A convocação para o ato partiu da União de Jovens Comunistas de Cuba e da Federação Estudantil Universitária, além de outras organizações populares e movimentos juvenis presentes na ilha.
Este evento acontece em um contexto de crescente tensão entre Washington e Havana e coincide com as festividades que celebram os 95 anos de Raúl Castro.
Os organizadores da manifestação pretendem repudiar “o ato infame e desprezível do Departamento de Justiça dos Estados Unidos” e reafirmar a solidariedade popular com a Revolução Cubana.
No comunicado divulgado, é afirmado que “nenhuma ameaça, bloqueio, cerco energético ou acusações infundadas poderão abalar a determinação de um povo inteiro em defesa da sua Revolução”.
As acusações feitas pelos Estados Unidos relembram um incidente ocorrido em 1996 envolvendo aeronaves da organização anticastrista Hermanos al Rescate, baseada em Miami.
Cuba sustenta que essas incursões violaram repetidamente seu espaço aéreo e que a resposta militar foi uma ação legítima em defesa da soberania nacional.
O presidente Miguel Díaz-Canel comentou que as alegações “apenas revelam a arrogância e o desespero” do imperialismo norte-americano frente à “firmeza inabalável da Revolução Cubana e à unidade moral de sua liderança”.
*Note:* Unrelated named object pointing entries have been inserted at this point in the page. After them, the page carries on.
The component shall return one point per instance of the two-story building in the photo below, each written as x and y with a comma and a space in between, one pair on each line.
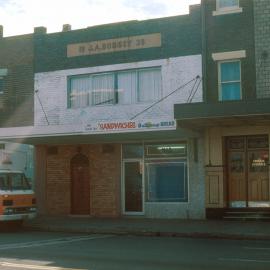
163, 118
104, 132
234, 115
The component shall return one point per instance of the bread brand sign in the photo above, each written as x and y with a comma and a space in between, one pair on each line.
130, 126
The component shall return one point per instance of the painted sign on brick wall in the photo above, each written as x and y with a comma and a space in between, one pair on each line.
114, 45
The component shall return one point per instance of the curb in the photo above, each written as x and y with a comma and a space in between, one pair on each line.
195, 235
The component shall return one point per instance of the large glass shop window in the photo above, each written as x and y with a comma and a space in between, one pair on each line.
166, 172
166, 181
Por sua vez, o chanceler Bruno Rodríguez Parrilla descreveu o processo como uma “farsa” destinada a distorcer a realidade cubana, reiterando que Cuba não renunciará ao seu “legítimo direito à defesa”.
Havana também acusa Washington de utilizar politicamente esta situação como justificativa para endurecer o bloqueio econômico e intensificar as ameaças contra a ilha.
O governo cubano informou que entre 1994 e 1996 foram emitidas diversas advertências formais aos Estados Unidos sobre as violações do espaço aéreo por aeronaves associadas à Hermanos al Rescate, sem qualquer resposta efetiva das autoridades norte-americanas.
A mobilização desta sexta-feira ocorre ainda em meio ao aumento da presença militar dos Estados Unidos na região do Caribe, com o envio do porta-aviões USS Nimitz para a área, gerando preocupações em Havana sobre possíveis ações coordenadas envolvendo pressão econômica, ofensivas judiciais e demonstrações militares contra Cuba.